Johnson FK, Ciric S, Boudriau S, et al., Effects of alcohol on the pharmacokinetics of morphine sulfate and naltrexone hydrochloride extended release capsules. J Clin Pharmacol 2012; 52:747–756.

Background: The coingestion of ethanol and opioids can lead to potentially life-threatening effects. Prior studies of hydromorphone extended release preparations showed that ethanol altered extended release characteristics, leading to product withdrawal.

Research Question: Does coadministration of ethanol affect the bioavailability or kinetics of morphine or naltrexone from a morphine sulfate/naltrexone (MS-sNT) extended release capsule?

Methods: An open-label, randomized, single-dose, four-way crossover, four sequence pharmacokinetic drug interaction study between MS-sNT (EMBEDA) 60 mg capsules and ethanol was conducted. MS-sNT 60 mg was given with 4, 20, and 40 % ethanol or water. Serial blood samples for ethanol, morphine, naltrexone, and 6-β-naltrexol concentration were obtained and used to determine standard kinetic descriptors.

Results: A total of 32 participants enrolled in the study and 31 completed all four study arms. Peak ethanol concentrations occurred within 1 h post-ingestion in all three ethanol treatment groups. MS-sNT administration with 4 and 20 % ethanol displayed profiles similar to MS-sNT with water, while MS-sNT administered with 40 % ethanol resulted in an increased rate of morphine absorption and a twofold increase in peak plasma morphine concentrations. Bioavailability of morphine across all three ethanol groups was similar to the reference arm. Naltrexone was largely undetectable in the majority of samples. Thus, kinetics were not determined.

Conclusion: Administration of MS-sNT with 4 or 20 % ethanol did not significantly alter the pharmacokinetics of the morphine dose. The administration of MS-sNT with 40 % ethanol (equivalent to more than five 1.5 oz shots of hard liquor) resulted in a modified extended release profile of morphine that was different from that of immediate-release morphine solution. Ethanol coingestion does not appear to alter naltrexone sequestration. Thus, the risk of opioid withdrawal following coingestion of ethanol and MS-sNT with alcohol may be low.

Critique: This generally well-conducted study specifically examined the single-dose kinetics of morphine and naltrexone when intact MS-sNT (EMBEDA) was coadministered with ethanol under fasting conditions. There are two methodological questions from the report. First, it is not clear how many data points were excluded in patients that experienced vomiting. Second, the subjects in this study did not receive regular release morphine, so comparing results from the current study to a prior study may not be valid. We agree with the authors that it is not feasible to extrapolate the study results to instances in which the MS-sNT is deliberately tampered with and coingested with ethanol. Unfortunately, in a majority of coingestions, it is exceedingly difficult to estimate the amount of ethanol consumed with any degree of accuracy. This makes predictive estimates as to the effects of ethanol on opioid concentrations unreliable.

Implication for Toxicologists: This study demonstrates that ethanol can disrupt the pharmacokinetics of opioid extended release preparations, leading to early release of morphine, and potentially posing a risk of excessive opioid effect. This phenomenon of “dose dumping,” the increased peak plasma concentrations of hydromorphone, secondary to the coingestion of ethanol with other sustained release preparation like Palladone has been clearly defined.

Lofwall MR, Moody DE, Fang WB, et al. Pharmacokinetics of intranasal crushed Oxycontin™ and intravenous oxycodone in nondependent prescription opioid abusers. J Clin Pharmacol 2012; 52:600–606.

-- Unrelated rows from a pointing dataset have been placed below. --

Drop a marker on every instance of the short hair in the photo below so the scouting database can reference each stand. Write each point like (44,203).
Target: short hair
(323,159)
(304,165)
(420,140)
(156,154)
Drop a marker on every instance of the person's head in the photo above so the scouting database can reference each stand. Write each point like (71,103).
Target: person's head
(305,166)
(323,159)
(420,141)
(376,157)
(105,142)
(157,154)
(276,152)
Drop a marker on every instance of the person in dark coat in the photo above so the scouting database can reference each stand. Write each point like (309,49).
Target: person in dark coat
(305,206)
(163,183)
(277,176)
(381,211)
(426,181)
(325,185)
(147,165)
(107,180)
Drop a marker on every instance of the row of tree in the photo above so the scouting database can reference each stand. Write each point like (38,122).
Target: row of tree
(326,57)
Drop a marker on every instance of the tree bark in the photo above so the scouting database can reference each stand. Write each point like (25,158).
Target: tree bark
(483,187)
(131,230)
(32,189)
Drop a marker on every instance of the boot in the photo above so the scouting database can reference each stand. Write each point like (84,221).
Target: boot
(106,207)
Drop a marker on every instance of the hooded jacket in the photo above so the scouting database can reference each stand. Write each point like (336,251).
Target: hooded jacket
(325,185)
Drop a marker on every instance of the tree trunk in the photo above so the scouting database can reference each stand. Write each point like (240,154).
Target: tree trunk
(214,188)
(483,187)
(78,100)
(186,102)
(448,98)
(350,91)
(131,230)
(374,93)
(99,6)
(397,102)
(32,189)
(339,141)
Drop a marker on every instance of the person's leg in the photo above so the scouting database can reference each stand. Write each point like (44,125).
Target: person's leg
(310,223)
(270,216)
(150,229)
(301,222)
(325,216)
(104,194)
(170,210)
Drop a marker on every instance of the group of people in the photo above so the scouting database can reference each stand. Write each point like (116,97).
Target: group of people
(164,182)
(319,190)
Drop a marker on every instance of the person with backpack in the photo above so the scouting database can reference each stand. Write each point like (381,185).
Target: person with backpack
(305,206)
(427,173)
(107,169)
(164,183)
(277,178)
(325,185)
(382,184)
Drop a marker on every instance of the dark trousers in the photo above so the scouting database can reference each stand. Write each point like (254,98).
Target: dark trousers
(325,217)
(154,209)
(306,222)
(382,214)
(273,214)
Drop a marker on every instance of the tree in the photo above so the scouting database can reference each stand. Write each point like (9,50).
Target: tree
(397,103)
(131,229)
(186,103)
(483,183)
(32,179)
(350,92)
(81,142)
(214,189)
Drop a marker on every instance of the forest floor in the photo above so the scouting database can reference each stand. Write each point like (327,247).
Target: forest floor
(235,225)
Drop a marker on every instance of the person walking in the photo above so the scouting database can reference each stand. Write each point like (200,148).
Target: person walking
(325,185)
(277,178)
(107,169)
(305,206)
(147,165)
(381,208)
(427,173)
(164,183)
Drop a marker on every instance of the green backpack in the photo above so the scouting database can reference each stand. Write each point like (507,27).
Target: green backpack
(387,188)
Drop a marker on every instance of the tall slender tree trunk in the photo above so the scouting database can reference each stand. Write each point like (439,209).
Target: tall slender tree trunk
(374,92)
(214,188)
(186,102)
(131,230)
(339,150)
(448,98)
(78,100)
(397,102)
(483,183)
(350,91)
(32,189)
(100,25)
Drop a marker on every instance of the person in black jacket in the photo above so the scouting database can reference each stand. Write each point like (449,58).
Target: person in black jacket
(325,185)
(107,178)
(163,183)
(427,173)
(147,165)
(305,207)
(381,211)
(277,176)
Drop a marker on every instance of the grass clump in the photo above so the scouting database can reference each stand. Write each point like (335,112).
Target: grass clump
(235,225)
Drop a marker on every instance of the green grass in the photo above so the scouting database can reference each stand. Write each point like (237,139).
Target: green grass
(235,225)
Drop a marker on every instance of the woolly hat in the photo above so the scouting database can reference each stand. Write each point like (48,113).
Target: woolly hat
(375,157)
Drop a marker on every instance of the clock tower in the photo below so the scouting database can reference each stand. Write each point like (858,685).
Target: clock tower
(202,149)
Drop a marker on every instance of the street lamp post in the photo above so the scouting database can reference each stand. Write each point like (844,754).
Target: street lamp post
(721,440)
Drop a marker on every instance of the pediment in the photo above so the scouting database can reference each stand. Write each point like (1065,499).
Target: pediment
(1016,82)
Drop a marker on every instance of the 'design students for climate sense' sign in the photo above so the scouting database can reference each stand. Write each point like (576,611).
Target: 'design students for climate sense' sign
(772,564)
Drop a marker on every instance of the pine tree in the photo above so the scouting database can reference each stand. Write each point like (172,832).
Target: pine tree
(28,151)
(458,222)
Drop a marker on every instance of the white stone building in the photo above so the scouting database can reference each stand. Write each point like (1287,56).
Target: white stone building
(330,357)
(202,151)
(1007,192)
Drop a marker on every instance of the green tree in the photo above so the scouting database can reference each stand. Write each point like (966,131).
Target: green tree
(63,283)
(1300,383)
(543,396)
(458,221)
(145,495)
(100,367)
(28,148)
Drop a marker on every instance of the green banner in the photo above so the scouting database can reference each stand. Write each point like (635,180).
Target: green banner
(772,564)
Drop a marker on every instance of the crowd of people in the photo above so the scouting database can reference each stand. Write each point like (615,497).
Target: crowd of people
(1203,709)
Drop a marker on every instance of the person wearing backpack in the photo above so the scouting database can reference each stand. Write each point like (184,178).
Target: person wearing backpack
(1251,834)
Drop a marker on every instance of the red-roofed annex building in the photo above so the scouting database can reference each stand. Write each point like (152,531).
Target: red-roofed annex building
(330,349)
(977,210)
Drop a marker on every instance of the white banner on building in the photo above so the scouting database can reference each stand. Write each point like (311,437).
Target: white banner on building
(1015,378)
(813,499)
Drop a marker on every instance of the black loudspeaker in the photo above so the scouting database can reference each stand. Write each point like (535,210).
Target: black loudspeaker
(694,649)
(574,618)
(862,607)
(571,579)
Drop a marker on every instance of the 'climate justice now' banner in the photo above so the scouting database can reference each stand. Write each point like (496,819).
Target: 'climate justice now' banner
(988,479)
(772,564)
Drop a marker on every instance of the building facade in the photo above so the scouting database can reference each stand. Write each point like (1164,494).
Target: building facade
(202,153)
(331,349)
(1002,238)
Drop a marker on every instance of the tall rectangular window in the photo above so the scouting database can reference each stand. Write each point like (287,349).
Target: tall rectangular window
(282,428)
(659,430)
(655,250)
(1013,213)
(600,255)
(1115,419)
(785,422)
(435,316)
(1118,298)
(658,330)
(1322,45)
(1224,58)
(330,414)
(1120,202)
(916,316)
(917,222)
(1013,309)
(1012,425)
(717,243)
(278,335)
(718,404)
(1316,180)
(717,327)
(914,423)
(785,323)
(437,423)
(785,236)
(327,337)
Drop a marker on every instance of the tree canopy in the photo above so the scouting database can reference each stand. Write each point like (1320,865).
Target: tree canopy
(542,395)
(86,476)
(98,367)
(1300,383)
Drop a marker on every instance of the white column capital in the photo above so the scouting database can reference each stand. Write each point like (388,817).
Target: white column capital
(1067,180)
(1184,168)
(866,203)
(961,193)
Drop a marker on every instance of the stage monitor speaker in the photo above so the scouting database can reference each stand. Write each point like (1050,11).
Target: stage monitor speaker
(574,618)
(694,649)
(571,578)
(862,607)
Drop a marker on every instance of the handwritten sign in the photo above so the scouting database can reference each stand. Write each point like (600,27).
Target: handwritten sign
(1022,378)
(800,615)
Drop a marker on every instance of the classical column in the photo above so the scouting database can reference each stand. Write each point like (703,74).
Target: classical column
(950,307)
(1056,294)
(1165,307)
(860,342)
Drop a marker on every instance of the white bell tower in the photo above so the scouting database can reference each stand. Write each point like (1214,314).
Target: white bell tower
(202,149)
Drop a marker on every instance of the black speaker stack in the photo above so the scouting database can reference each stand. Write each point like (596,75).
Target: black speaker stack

Background: The rate of misuse and unintentional overdose resulting in death from prescription opioids is increasing. Although immediate release oxycodone products are prescribed approximately five times more frequently than extended-release preparations, the nonmedical use of sustained release products is reported four times more frequently by emergency departments. A preferred method of administration among users of these sustained release products is intranasal (IN) insufflation, in the attempt to bypass the extended-release features. The pharmacokinetics of Oxycontin™, a commonly prescribed extended-release preparation, has never been studied via the IN route.

Research Question: How do the pharmacokinetics of intranasal oxycodone and its key metabolites compare to the pharmacokinetics of immediate release oxycodone solution given intravenously?

Methods: A double-blind design study was performed using eight healthy adult volunteers. The pharmacokinetics was evaluated from blood samples taken from a no-pain control condition and was compared to two IN drug conditions (crushed Oxycontin™ 15 and 30 mg/70 kg) and one IV condition (oxycodone 5 mg/70 kg). Plasma oxycodone, noroxycodone, and oxymorphone concentrations were measured using a liquid chromatography–electrospray ionization–tandem mass spectrometric method and used to determine kinetics.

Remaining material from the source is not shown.